Liminality in Lines + Stars 1.4 (Winter 2007)

Friday, March 28th, 2008

The theme of the current issue of Lines + Stars seems to be a natural for inducing the development of liminal works. As the editor, Rachel Adams, puts it:

During the time of the year in which light is the most dynamic, Lines + Stars is focusing its current issue on that very concept — the ways in which we illuminate or are illuminated, and the things that keep us in the dark.

The poetry and prose collected for the issue, for the most part, does not disappoint in this regard. The pretty descriptions in Daniel Barbiero’s Driving Into a Rainstorm on the Road to Charlottesville are used to contemplate the identity of light and color and how one transitions to the other through human thought and language (and through water), though in lines that are all shorter than the title. Regina Coll’s Migration Station covers transitional themes beginning with its title, but I’m still trying to figure out what “[o]ur dogs chase the beauties” means. Gale Acuff’s Logocentric follows the contortions of the writer’s mind when it dwells in the liminal state of facing the blank page then describes the transition of these thoughts into a poem that must be defended and ends with the hint of eternal transition through revision (which is God’s provenance when it comes to history and the writer’s when it comes to words).
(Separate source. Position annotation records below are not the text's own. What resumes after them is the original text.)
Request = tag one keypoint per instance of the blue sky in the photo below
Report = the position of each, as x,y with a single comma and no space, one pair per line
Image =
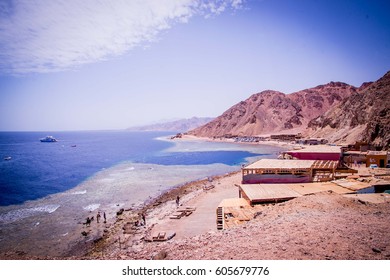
84,65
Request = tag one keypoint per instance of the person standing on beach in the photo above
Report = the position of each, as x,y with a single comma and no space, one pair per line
177,201
98,217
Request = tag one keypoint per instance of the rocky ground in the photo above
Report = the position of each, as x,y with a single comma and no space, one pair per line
315,227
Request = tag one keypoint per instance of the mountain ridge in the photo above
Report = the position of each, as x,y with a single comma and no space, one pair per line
336,111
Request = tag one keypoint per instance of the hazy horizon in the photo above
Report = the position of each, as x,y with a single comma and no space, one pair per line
104,65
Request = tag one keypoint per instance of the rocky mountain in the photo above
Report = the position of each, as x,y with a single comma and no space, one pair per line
181,125
270,111
363,116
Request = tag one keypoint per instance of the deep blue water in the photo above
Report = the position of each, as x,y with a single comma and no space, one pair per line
40,169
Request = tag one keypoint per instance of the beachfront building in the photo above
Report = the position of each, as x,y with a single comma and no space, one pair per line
272,171
317,152
380,158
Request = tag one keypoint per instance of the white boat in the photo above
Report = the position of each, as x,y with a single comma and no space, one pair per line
49,139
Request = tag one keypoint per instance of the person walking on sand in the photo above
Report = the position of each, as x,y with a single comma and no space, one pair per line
98,217
177,201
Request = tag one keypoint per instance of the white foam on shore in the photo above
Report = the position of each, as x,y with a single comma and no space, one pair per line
16,215
80,192
92,207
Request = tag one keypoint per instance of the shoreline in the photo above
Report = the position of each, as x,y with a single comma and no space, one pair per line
120,239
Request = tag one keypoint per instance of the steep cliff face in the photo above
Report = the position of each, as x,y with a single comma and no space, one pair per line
363,116
275,112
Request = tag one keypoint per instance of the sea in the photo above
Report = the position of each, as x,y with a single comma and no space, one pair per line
47,189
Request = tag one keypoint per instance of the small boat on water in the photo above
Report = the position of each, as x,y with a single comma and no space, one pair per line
49,139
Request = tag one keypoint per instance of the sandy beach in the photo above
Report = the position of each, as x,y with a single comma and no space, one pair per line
321,226
325,225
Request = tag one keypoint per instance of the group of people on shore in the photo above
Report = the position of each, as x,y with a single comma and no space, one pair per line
98,217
Amy Garret-Brown writes in a form that once, by its very hybridity, carried liminal connotations, yet as the prose poem has become accepted and normalized, consciousness of its both-andness (or perhaps its neither-norness) has been reduced. Nevertheless, in the leaps from image to image and the constant motion of the varied subjects of the piece, she manages to imbue Icicle with a sense of transition. The phrase “14 phases of solid water” implies both change and paradox. Spectrums always imply some degree of liminality, but hers do so in an expanded realm: “[t]he electromagnetic spectrum—legs of color, of sound, Vitamin D is absorbed by exposure to the sun, our bodies remade, gloved in light and sound”.

In the genre of prose prose, the very title Christine Stoddard’s Menopausal Snail refers to a state of transition and, as we find out, is a metaphor used to describe another liminal state: commuting. The narrator, too, hovers on the threshold between waking and sleep.
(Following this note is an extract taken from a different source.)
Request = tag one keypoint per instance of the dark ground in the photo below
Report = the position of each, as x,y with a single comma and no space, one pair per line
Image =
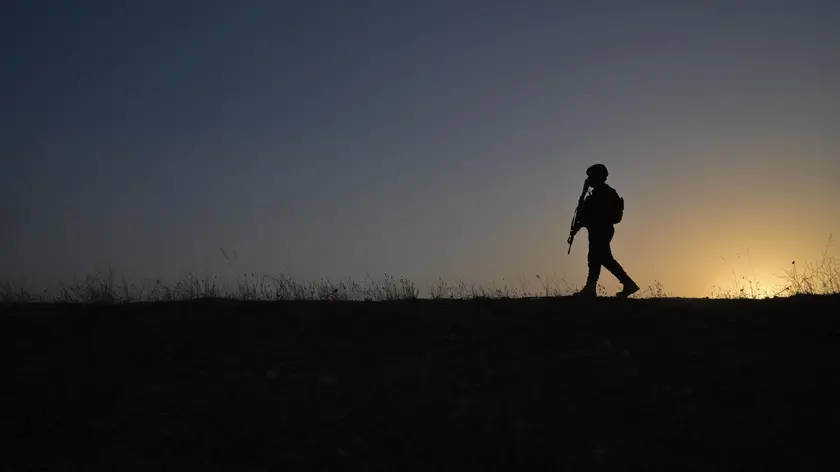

More strongly liminal, Liz Dolan’s Marie Curie Illuminates Her Research for Us posits light itself as in-between or ambivalently good and bad. It is both “the luminous light of the mind / and the silver white of the radium” that she worships alongside Pierre and his protege “together at night”. This makes of Curie something of an ambiguous figure, a Salome indeed, even if she is only called so by the poem’s antagonist, the protege’s wife who cannot see the light of his mind and is “luciferous”.

While it may at first seem strange to think of a woman who is metaphorically blind to light being described by an adjective derived from “light bringer”, there is another figure in the poem who works with light, Pierre, who is more literally blinded. Thus, an apparent error on the poet’s part becomes, under examination, a thematic echo that simultaneously gives an otherwise flat character a third dimension. Of course, the light the Curies bring is as dubious as that brought by Lucifer.

Not every piece, however, is as deliciously liminal and uncertain as this. Kimberley Becker’s Vellum follows the path of remembering and so moves from doubt to dull certainty, which is perhaps not a fault according to the terms of the poem itself but is one for those of us interested in transition more than an end or beginning state (so, too, the introductory stanza bores). In The Woods Stagger, David McLean follows a similar pattern. At first, he presents an appropriately disorderly and discordant set of thoughts to portray the transition of a forest to winter. Unfortunately, the concluding couplet undoes that beautiful chaos with a pat conclusion. His Where God Was, while relating a transition, suffers from too much certainty throughout.